A couple of questions about arrays and slices

Sat Jun 24 14:43:00 UTC 2023

On Saturday, 24 June 2023 at 12:05:26 UTC, Jonathan M Davis wrote:
> On Saturday, June 24, 2023 1:43:53 AM MDT Cecil Ward via 
> Digitalmars-d-learn wrote:
>> On Saturday, 24 June 2023 at 07:36:26 UTC, Cecil Ward wrote:
>> > [...]
>>
>> I just realised something, your point about altering the table 
>> and having to rehash, is well taken. I hadn’t considered that. 
>> The reason for my foolishness in failing to realise that I’m 
>> asking the impractical is my pattern of usage. I add all the 
>> entries into the mapping table and have no interest in any 
>> lookups until it is fully built.

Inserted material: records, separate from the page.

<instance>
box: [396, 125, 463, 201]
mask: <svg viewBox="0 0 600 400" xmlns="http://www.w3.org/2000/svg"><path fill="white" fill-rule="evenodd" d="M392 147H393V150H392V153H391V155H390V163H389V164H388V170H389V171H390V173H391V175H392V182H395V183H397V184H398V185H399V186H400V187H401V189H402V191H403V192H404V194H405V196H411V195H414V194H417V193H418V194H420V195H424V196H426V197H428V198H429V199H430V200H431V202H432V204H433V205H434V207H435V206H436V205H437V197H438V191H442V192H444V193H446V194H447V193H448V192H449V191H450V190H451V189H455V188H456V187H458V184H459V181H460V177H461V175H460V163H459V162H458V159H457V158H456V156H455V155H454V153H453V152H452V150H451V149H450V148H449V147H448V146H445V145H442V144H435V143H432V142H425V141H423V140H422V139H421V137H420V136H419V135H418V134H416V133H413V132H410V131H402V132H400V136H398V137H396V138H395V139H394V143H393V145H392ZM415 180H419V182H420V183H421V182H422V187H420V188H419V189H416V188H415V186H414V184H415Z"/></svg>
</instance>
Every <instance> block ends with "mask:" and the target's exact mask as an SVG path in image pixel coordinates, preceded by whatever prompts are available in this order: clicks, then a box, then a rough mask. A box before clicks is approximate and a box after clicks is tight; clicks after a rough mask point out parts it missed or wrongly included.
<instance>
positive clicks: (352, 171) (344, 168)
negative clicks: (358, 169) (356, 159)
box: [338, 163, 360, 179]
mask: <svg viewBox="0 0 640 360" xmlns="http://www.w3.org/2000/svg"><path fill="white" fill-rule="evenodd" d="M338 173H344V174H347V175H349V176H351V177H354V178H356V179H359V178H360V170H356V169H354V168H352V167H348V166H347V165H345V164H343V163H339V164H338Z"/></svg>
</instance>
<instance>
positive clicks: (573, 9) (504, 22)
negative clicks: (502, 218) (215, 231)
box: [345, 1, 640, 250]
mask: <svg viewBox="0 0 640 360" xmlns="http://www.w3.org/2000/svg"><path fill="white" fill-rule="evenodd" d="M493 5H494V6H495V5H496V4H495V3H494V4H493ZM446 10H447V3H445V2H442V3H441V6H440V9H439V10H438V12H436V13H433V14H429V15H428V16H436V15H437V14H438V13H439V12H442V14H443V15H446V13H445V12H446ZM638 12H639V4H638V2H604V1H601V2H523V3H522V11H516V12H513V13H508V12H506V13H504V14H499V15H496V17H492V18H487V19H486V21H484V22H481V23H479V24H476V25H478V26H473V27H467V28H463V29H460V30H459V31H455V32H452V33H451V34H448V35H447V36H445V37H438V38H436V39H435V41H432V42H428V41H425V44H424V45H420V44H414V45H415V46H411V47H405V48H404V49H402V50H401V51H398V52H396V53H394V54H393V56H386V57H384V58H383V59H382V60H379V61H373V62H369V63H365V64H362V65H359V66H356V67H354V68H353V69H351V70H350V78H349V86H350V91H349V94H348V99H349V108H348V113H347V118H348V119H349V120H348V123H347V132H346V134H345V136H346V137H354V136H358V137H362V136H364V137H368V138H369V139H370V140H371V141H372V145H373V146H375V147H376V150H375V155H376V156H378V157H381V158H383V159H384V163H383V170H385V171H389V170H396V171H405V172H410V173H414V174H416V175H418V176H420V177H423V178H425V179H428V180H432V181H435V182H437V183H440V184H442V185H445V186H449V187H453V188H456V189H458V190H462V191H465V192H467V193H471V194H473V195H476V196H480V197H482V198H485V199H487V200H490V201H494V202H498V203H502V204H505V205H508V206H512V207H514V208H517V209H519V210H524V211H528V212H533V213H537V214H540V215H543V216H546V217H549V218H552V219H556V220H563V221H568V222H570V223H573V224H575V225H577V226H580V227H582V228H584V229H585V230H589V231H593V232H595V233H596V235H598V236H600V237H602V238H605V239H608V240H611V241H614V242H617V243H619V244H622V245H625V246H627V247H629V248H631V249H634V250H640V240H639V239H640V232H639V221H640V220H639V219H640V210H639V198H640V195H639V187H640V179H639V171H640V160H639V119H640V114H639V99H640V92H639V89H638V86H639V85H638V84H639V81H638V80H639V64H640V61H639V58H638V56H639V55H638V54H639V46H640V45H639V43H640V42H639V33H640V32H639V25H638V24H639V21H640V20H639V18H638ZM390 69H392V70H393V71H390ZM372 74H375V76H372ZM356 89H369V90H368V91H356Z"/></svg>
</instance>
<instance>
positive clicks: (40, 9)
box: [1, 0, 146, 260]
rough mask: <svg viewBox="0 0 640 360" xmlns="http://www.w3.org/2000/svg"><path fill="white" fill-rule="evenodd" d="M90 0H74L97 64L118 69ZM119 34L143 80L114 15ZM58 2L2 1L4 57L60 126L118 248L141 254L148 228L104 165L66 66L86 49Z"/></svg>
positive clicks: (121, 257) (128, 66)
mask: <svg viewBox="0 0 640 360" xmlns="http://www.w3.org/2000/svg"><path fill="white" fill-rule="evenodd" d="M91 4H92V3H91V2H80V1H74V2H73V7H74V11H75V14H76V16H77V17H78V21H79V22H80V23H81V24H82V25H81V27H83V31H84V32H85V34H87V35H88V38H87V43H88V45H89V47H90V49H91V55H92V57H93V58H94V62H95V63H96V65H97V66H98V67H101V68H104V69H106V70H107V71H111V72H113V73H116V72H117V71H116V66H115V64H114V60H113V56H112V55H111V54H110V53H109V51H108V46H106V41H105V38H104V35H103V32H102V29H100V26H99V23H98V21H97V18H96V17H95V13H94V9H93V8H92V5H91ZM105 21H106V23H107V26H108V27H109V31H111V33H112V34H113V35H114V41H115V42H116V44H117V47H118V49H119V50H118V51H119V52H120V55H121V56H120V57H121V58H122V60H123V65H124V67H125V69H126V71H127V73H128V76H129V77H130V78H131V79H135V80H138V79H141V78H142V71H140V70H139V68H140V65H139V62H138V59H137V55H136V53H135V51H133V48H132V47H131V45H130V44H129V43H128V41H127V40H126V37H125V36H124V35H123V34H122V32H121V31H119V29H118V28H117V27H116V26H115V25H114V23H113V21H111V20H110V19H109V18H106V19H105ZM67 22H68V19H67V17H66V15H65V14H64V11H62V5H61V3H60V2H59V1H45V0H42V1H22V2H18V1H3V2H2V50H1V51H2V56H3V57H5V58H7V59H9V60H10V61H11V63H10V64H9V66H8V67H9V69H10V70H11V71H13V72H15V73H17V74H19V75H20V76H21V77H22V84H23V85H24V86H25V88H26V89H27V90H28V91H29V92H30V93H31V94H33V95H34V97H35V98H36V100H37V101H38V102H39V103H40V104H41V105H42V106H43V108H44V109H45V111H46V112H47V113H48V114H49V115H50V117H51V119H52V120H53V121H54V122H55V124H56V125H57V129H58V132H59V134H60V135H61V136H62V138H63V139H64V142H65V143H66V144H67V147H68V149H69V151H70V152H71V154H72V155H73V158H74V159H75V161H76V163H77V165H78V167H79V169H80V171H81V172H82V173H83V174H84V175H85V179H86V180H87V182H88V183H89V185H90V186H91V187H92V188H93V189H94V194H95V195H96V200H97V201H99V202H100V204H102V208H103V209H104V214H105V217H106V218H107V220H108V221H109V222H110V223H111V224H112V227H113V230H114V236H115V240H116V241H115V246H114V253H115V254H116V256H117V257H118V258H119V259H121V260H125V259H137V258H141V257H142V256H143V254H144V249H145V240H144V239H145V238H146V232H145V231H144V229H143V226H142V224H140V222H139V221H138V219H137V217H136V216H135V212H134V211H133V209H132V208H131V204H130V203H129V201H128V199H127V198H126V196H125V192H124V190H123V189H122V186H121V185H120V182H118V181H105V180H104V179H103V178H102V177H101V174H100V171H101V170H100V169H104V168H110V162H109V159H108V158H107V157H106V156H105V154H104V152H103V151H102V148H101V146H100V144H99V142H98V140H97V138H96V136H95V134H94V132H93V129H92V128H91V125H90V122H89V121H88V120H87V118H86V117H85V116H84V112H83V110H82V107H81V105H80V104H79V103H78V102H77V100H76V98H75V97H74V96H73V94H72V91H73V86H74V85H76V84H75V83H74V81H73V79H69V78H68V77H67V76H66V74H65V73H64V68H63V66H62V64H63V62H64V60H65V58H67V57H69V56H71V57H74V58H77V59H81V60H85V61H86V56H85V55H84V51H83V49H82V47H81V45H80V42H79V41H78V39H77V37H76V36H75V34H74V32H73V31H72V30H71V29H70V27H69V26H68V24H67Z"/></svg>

Then a second function starts 
>> to do lookups while the data remains unchanging and that usage 
>> pattern can be guaranteed. I could even idup it if that would 
>> help, as copying < 32 uints wouldn’t take forever. A typical 
>> value would be a mere 5 or less. I only picked 32 to be 
>> completely safely ott.
>
> Well, if the key were a struct or a class, the hashing function 
> would be opHash. For built-in types, the runtime has hashing 
> functions that it uses. Either way, with AAs, you really don't 
> worry about managing the memory, because it's completely 
> outside of your control. You just put the elements in there 
> using their associated keys, and if you want to try to speed it 
> up after you've populated it, you use rehash so that the 
> runtime can try to move the elements around within the 
> container so that lookup speeds will be closer to optimal.
>
> As such, for the most part, when dealing with AAs and worrying 
> about efficiency, the question really becomes whether AAs are 
> the correct solution rather than much of anything having to do 
> with how you manage their memory.
>
> With so few elements, it's also possible that using 
> std.algorithm.searching.find would be faster - e.g. having a 
> dynamic array of strings where the matching int is at the same 
> index in a dynamic array of ints - or you could use 
> std.typecons.Tuple!(string, int)[] with something like 
> arr.find!(a => a[0] == key)() to find the tuple with the int 
> you want.
>
> Simply comparing a small number of strings like that might be 
> faster than what goes on with hashing the string and then 
> finding the corresponding element within the AA - or it might 
> not be. You'd have to test that to know. The AA would 
> definitely be faster with a large number of elements, but with 
> a small number of elements, the algorithmic complexity doesn't 
> really matter, and the extra overhad with the AA lookups could 
> actually mean that the search through the dynamic array is 
> faster even though it's O(n). But you can only know which is 
> faster by testing it out with the actual data that you're 
> dealing with.
>
> Regardless, you need to remember that associative arrays are 
> not arrays in the C sense. Rather, they're hash tables, so they 
> function very differently from dynamic arrays, and the rehash 
> function is the closest that you're going to get to affecting 
> how the elements are laid out internally or how much memory the 
> AA is using.
>
> - Jonathan M Davis

I started out looking into a number of runtime library routines, 
but in the end it seemed quicker to roll my own code for a crude 
recursive descent parser/lexer that parses part of D’s grammar 
for expressions, and (again partial grammar) parser for string 
literal expressions and so on. I find certain special elements 
and execute actions which involve doing the AA lookup and 
replacing variable names with ordinal numbers in decimal in the 
output stream. Admission: The parsing is the thing that has to be 
fast, even though again the size of the D language text is not 
likely to be huge at all. But 40 years ago, I came from a world 
with 2k RAM and 0.9 MHz clock rates so I have developed a habit 
of always thinking about speed before I do anything, needful or 
not, to be honest. I once wrote a program that took 35 mins to 
evaluate 2+2 and print out the answer, so I’m now ashamed of 
writing slow code. Those were bad days, to be honest. 4 GHz+ and 
ILP is nicer.